AMC10 2011 A
AMC10 2011 A · Q17
AMC10 2011 A · Q17. It mainly tests Sequences & recursion (algebra).
In the eight-term sequence $A, B, C, D, E, F, G, H$, the value of $C$ is 5 and the sum of any three consecutive terms is 30. What is $A + H$?

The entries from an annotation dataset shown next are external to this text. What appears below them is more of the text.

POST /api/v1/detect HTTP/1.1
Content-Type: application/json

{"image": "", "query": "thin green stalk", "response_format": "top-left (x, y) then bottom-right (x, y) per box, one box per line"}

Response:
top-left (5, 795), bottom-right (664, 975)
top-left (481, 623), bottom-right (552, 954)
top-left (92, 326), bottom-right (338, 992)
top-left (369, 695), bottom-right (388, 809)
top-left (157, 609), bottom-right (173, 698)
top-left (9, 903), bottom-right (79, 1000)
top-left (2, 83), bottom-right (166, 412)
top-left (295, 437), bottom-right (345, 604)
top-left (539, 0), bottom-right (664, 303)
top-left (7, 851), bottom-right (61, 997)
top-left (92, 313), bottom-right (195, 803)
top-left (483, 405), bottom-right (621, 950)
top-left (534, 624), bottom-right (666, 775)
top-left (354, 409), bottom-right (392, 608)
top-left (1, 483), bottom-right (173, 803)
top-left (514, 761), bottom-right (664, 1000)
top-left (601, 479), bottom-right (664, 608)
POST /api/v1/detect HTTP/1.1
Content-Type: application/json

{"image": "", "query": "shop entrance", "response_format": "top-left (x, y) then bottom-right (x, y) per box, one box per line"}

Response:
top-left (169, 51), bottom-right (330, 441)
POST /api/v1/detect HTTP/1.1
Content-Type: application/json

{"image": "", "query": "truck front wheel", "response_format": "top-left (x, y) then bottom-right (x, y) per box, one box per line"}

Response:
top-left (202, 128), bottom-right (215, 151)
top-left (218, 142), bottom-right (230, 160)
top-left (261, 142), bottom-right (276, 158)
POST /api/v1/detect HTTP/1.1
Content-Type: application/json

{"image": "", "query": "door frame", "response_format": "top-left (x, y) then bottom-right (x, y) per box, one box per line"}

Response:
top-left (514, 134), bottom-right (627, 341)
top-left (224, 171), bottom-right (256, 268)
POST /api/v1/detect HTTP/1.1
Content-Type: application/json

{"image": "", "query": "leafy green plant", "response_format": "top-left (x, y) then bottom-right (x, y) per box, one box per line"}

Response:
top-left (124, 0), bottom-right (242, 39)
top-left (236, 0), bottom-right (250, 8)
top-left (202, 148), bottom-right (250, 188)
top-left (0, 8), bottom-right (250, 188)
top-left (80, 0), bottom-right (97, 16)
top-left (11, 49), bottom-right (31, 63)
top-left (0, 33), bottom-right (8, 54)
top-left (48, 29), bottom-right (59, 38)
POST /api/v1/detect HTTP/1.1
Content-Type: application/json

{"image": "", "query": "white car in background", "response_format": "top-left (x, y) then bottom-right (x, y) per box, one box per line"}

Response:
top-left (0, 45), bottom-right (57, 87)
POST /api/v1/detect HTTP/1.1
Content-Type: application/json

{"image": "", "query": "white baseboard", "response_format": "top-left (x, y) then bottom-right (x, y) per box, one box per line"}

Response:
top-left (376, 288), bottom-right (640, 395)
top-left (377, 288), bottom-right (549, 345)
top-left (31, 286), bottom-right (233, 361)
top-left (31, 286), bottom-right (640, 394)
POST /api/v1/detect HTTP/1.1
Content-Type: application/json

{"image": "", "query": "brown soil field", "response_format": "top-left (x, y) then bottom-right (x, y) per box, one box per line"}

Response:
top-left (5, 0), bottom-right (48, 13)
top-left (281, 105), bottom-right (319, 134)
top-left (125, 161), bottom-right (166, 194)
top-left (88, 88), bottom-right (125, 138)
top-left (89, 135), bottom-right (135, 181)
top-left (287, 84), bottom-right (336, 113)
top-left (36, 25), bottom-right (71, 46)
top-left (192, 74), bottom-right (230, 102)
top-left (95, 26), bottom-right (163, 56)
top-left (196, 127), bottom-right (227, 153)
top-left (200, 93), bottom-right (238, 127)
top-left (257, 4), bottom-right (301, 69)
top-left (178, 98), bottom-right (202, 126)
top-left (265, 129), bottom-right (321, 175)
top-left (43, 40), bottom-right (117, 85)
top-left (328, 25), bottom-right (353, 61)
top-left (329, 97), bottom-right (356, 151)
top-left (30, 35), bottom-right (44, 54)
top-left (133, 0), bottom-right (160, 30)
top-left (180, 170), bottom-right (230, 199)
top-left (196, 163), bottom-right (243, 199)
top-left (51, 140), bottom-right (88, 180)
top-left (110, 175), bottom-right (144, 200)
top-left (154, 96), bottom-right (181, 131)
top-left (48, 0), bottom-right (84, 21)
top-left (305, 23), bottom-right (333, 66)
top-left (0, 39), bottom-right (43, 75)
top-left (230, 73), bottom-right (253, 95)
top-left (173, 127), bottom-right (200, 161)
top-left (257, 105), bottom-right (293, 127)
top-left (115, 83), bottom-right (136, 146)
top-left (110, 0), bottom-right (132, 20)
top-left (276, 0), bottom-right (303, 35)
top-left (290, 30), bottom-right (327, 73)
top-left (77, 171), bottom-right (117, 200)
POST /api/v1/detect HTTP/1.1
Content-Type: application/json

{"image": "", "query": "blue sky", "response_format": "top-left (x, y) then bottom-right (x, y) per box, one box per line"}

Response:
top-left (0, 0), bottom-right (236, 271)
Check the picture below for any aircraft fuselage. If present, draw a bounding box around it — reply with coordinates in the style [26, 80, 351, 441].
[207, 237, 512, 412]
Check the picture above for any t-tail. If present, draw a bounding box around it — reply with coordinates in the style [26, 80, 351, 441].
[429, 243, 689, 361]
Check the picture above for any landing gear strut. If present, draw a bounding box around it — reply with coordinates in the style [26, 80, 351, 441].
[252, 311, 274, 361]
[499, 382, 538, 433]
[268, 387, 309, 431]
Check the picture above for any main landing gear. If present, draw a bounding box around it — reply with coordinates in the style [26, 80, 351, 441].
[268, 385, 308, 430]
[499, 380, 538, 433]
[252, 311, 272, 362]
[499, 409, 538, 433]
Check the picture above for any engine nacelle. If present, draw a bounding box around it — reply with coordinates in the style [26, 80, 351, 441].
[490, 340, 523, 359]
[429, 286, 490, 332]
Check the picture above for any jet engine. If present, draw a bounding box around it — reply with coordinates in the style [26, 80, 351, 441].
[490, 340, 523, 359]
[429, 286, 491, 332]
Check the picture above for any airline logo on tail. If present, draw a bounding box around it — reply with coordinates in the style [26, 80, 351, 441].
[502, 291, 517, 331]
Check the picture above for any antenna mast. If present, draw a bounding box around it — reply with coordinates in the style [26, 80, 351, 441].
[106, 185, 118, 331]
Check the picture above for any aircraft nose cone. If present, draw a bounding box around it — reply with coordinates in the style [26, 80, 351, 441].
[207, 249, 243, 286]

在一个八项数列 $A, B, C, D, E, F, G, H$ 中,$C$ 的值为 5,且任意三个连续项的和为 30。求 $A + H$?
(A)
17
17
(B)
18
18
(C)
25
25
(D)
26
26
(E)
43
43
Answer
Correct choice: (C)
正确答案:(C)
Solution
Answer (C): Note that for any four consecutive terms, the first and last terms must be equal. For example, consider $B, C, D,$ and $E$; because
$$B + C + D = 30 = C + D + E,$$
we must have $B = E$. Hence $A = D = G$, and $C = F = 5$. The required sum $A + H = G + (30 - G - F) = 30 - 5 = 25$.
OR
Note that
$$\begin{array}{rcl}
A + C + H &=& (A + B + C) - (B + C + D) + (C + D + E) \\
&& - (E + F + G) + (F + G + H) \\
&=& 3\cdot 30 - 2\cdot 30 = 30.
\end{array}$$
Hence $A + H = 30 - C = 25$.
答案(C):注意任意四个连续项中,第一项和最后一项必须相等。比如考虑 $B, C, D, E$;因为
$$B + C + D = 30 = C + D + E,$$
所以必须有 $B = E$。因此 $A = D = G$,且 $C = F = 5$。所求和为 $A + H = G + (30 - G - F) = 30 - 5 = 25$。
或者
注意
$$\begin{array}{rcl}
A + C + H &=& (A + B + C) - (B + C + D) + (C + D + E) \\
&& - (E + F + G) + (F + G + H) \\
&=& 3\cdot 30 - 2\cdot 30 = 30.
\end{array}$$
因此 $A + H = 30 - C = 25$。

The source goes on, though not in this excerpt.